Northumberland is famous for its Alnwich Stew, a dish made from chopped bacon forehock layered with onions and potatoes and Craster Kippers. Local specialities include beef raised from traditional hill breeds such as Aberdeen Angus, Galloway and Welsh Black; wild game including red grouse and fallow venison; sweet Cheviot lamb; fresh lobster; Lindisfarne Oysters and asparagus grown on the grassy shores of Lindisfarne.

Cumbria offers local beers made from Lakeland water to renowned lamb and beef. Specialities include Kendal Mint Cake, Cumberland Sausage, Grasmere Gingerbread and Cumberland Rum Butter flavoured with rum, Barbados sugar and spices. Game flourishes in Cumbria including the Derwentwater duck which is traditionally served with a sweet and sharp Cumberland sauce. Eateries include Holbeck Ghyll Country House Hotel in Windermere; and L’Enclume in Cartmel. Local food heroes include the hairy bikers David Myers and Simon King.

Scotland’s traditional foods include Arbroath Smokies, a type of smoked haddock; Cock-a-leekie soup made from leeks and chicken stock; neeps and tatties (mashed potatoes with a little nutmeg and mashed swede with ginger); Cranachan made from a mixture of whipped cream, whisky, honey, and fresh raspberries topped with toasted oatmeal; not to mention Scottish ales and whisky and of course, most famous of all, haggis! Scottish Venison, with its unsurpassed eating qualities, and Scottish wild salmon fresh from the sea, loch and river and now in scarce supply, are two of Scotland’s great natural products. England may be famous for its strawberries but raspberries are the national fruit of Scotland thriving in the cooler Scottish summers where long daylight hours help them ripen with masses of flavour. Famous eateries include Valante’s Fish and Chip shop in Kirkcaldy; Applecross Inn in Wester Ross; and Monachyle Mhor hotel at Balquhidder.
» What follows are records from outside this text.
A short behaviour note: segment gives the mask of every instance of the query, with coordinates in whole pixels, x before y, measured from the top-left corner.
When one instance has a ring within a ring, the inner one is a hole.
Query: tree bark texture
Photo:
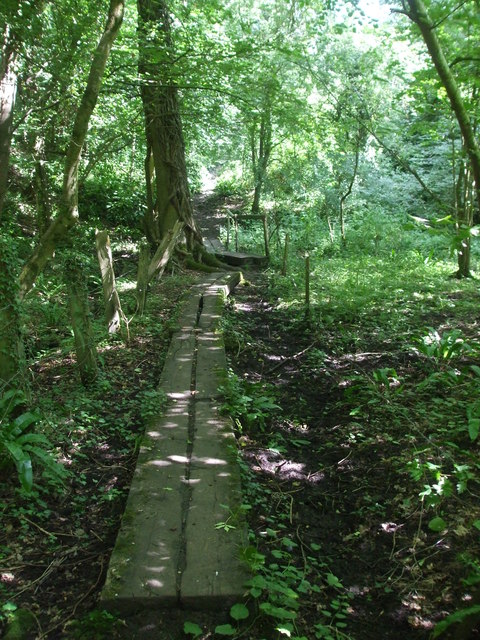
[[[0,51],[0,220],[8,186],[8,165],[17,95],[16,51],[8,25],[4,27]]]
[[[97,229],[95,232],[95,244],[98,264],[100,265],[100,272],[102,274],[105,319],[107,321],[108,333],[116,333],[120,330],[123,313],[115,282],[108,231],[99,231]]]
[[[407,12],[407,15],[420,29],[435,69],[437,70],[438,76],[445,88],[445,91],[447,92],[452,110],[460,127],[460,131],[462,132],[465,149],[472,167],[477,203],[480,208],[480,147],[478,145],[465,102],[445,58],[442,46],[435,31],[435,25],[430,18],[425,5],[422,0],[407,0],[407,2],[410,9]]]
[[[165,267],[170,260],[170,256],[175,249],[175,245],[177,244],[178,238],[182,231],[183,222],[177,220],[174,223],[173,228],[170,229],[163,237],[163,240],[158,246],[158,249],[156,250],[155,255],[153,256],[152,261],[148,267],[147,282],[150,282],[150,280],[152,280],[152,278],[154,277],[157,277],[157,279],[160,279],[162,277],[162,274],[165,271]]]
[[[67,149],[63,173],[62,197],[58,216],[42,235],[37,247],[20,274],[20,294],[32,288],[37,276],[55,252],[59,242],[78,220],[78,167],[88,124],[97,103],[102,78],[112,45],[123,20],[125,0],[110,0],[107,23],[95,50],[87,86],[77,109],[72,136]]]
[[[0,393],[23,386],[20,303],[11,245],[8,237],[0,236]]]
[[[470,278],[470,227],[473,224],[473,186],[470,167],[460,162],[458,180],[455,189],[455,206],[457,212],[457,278]]]
[[[156,249],[180,220],[187,248],[196,254],[203,242],[193,217],[178,91],[171,79],[174,51],[170,15],[164,0],[137,0],[137,6],[138,70],[147,140],[145,233]]]
[[[64,278],[68,289],[68,307],[75,338],[77,366],[82,383],[88,385],[97,377],[97,350],[90,323],[83,265],[81,258],[73,252],[66,257]]]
Northern Ireland is home of world-class dairy, beef, pork, lamb and chicken, Northern Ireland has a veritable larder of which it can be proud. Lough Neagh, the largest freshwater lake in the British Isles, is Europe's greatest source of eels. Bushmills Irish Whiskey is made at Ireland’s oldest working distillery in County Antrim and includes five award-winning whiskeys. There is a plethora of annual events celebrating local food. The apple blossom season is marked with tours, tastings and markets in Armagh; the fishing heritage is celebrated with festivals in fishing ports; and the now famous Hillsborough Oyster Festival gives those with an appetite for oysters and stout the opportunity to compete for international championship titles. In contrast to the rest of the British Isles, where bakeries have all but disappeared, most market towns and villages in Northern Ireland still have bustling bakeries, often in their second or third generation. Soda bread, potato farls and drop scones, wheaten and batch breads, and sticky sweet ‘wee buns’ and ‘tray bakes’ are in abundance.

Paul Rankin is Ireland’s most famed celebrity chef. The recipient of the first Michelin star in Northern Ireland, he is the brain behind Rankin Selection, N.Ireland’s first celebrity chef brand.

Notable eateries are Nick’s Warehouse restaurants in Belfast, Balloo House in Killinchy and The Lime Tree in Co.Londonderry.